I am playing with Rule 110 of Wolfram cellular automata. Given line of zeroes and ones, you can calculate next line with these rules:
Starting with 00000000....1 in the end you get this sequence:
Just of curiosity I decided to approximate these rules with a polynomial, so that cells could be not only 0 and 1, but also gray color in between:
def triangle(x,y,z,v0):
v=(y + y * y + y * y * y - 3. * (1. + x) * y * z + z * (1. + z + z * z)) / 3.
return (v-v0)*(v-v0)
so if x,y,z and v0 matches any of these rules from the table, it will return 0, and positive nonzero value otherwise.

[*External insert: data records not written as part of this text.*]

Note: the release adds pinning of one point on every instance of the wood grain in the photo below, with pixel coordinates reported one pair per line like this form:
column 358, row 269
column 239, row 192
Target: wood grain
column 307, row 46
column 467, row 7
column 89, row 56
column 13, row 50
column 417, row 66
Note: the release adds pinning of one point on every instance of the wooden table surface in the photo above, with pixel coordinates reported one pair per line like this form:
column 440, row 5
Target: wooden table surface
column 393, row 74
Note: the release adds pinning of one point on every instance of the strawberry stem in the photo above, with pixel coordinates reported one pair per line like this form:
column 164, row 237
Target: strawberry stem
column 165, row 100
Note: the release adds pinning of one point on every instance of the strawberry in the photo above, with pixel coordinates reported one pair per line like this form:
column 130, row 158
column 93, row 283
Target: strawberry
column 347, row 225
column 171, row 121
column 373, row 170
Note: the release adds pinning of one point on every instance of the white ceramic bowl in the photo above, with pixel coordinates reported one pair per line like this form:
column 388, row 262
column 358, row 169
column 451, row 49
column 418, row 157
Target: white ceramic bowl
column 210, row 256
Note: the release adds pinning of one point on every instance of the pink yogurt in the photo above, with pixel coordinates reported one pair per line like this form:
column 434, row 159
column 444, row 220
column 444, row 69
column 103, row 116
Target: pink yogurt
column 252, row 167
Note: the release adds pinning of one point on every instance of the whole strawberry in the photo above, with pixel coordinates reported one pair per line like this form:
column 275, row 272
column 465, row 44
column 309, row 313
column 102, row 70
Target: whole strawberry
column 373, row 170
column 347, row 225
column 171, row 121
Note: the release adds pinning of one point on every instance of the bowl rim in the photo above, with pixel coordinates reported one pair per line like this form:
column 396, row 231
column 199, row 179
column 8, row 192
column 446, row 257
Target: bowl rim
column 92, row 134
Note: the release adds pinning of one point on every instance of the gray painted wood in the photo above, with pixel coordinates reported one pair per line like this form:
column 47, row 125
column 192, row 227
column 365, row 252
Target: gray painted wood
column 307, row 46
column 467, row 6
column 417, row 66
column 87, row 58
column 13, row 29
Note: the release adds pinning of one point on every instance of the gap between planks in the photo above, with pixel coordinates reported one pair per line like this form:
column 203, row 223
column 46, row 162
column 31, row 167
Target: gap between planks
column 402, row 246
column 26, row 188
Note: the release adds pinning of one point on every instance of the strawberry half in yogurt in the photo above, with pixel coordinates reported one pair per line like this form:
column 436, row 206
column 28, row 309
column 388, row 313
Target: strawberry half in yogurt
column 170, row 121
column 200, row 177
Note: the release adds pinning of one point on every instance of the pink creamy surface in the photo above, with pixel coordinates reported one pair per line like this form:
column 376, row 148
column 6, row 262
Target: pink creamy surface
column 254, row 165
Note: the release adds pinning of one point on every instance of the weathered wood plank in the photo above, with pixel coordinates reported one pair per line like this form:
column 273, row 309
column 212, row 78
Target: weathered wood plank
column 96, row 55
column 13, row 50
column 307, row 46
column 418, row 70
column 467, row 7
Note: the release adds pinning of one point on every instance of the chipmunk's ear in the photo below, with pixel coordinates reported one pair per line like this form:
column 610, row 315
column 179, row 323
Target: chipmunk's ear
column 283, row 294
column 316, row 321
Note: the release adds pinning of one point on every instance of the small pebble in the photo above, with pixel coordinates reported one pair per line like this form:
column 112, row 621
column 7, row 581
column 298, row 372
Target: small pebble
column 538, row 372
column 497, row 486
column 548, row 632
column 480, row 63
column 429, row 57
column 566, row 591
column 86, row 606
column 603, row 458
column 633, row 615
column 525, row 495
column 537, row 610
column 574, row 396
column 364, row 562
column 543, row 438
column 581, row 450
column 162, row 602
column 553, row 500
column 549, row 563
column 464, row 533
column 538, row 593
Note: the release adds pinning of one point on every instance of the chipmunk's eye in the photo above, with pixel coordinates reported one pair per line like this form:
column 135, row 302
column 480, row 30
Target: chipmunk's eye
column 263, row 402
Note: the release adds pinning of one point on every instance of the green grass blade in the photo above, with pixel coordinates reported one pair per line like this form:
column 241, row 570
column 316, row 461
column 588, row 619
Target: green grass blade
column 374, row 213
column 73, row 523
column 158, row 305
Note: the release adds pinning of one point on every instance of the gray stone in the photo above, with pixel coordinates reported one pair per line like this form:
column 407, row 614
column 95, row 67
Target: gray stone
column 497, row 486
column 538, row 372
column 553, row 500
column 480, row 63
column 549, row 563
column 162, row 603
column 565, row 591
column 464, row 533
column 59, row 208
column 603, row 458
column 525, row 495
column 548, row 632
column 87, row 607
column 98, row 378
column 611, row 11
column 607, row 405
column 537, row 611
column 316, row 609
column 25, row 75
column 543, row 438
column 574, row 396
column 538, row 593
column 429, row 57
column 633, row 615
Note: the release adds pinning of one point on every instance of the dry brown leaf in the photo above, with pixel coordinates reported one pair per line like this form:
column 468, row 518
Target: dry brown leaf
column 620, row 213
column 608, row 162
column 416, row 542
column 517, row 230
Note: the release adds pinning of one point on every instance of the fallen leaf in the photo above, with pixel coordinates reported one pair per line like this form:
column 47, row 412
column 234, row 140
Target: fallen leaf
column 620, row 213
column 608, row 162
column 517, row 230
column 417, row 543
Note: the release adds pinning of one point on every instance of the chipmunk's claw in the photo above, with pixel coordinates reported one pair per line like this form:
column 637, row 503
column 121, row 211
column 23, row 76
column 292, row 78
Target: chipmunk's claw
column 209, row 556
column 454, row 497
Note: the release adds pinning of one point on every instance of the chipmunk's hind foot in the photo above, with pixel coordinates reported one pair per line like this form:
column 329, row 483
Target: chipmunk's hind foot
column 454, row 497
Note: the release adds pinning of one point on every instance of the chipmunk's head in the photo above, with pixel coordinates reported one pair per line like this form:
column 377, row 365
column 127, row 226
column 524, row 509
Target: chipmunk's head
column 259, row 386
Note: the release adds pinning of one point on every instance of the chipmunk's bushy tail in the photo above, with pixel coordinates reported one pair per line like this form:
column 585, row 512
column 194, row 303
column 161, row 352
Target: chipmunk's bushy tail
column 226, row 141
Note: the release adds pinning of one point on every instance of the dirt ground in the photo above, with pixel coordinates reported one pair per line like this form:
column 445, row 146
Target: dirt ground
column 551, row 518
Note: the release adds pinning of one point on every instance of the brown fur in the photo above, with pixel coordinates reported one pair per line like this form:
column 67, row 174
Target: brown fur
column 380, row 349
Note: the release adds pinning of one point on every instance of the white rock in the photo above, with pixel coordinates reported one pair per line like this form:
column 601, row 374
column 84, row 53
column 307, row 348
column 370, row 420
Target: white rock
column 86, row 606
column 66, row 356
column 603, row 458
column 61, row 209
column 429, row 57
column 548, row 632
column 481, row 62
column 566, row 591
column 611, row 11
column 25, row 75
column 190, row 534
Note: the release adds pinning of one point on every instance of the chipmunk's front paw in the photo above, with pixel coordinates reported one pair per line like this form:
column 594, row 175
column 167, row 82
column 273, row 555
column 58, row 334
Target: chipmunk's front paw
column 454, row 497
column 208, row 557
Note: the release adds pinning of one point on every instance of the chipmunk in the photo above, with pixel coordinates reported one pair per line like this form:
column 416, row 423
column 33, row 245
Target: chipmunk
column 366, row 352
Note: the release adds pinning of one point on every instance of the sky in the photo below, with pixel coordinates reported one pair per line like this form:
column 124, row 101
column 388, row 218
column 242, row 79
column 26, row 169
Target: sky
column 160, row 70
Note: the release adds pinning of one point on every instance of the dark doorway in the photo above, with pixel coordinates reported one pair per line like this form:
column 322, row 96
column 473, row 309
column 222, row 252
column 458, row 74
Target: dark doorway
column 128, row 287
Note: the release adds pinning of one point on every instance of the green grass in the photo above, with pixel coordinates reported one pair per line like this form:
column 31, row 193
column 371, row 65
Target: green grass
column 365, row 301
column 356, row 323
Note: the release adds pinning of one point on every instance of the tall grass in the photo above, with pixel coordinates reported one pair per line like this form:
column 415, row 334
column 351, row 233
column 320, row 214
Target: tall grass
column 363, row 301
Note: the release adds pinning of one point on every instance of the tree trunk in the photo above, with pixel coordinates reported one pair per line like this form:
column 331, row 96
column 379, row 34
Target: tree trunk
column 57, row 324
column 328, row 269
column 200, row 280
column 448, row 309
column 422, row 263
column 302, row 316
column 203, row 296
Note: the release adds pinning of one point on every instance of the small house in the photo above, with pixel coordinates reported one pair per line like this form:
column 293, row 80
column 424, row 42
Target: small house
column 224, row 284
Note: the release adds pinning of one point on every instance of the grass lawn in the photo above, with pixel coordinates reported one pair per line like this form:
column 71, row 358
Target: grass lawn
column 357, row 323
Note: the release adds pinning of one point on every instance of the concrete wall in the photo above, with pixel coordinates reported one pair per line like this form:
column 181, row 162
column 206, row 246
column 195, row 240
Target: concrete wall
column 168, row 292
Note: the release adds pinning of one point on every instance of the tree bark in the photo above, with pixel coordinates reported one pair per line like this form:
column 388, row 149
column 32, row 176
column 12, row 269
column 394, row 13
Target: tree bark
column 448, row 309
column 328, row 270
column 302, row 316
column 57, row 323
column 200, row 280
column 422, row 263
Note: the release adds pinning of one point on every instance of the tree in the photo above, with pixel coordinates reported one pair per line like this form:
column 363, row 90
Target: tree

Next I've added all possible groups of 4 neighbors into single sum, which will be zero for integer solutions:
def eval():
s = 0.
for i in range(W - 1):
for j in range(1, W + 1):
xx = x[i, (j - 1) % W]
yy = x[i, j % W]
zz = x[i, (j + 1) % W]
r = x[i + 1, j % W]
s += triangle(xx, yy, zz, r)
for j in range(W - 1): s += x[0, j] * x[0, j]
s += (1 - x[0, W - 1]) * (1 - x[0, W - 1])
return torch.sqrt(s)
Also in the bottom of this function I add ordinary conditions for first line, so that all elements are 0 except last one, which is 1. Finally I've decided to minimize this sum of squares on W*W matrix with pytorch:
x = Variable(torch.DoubleTensor(W,W).zero_(), requires_grad=True)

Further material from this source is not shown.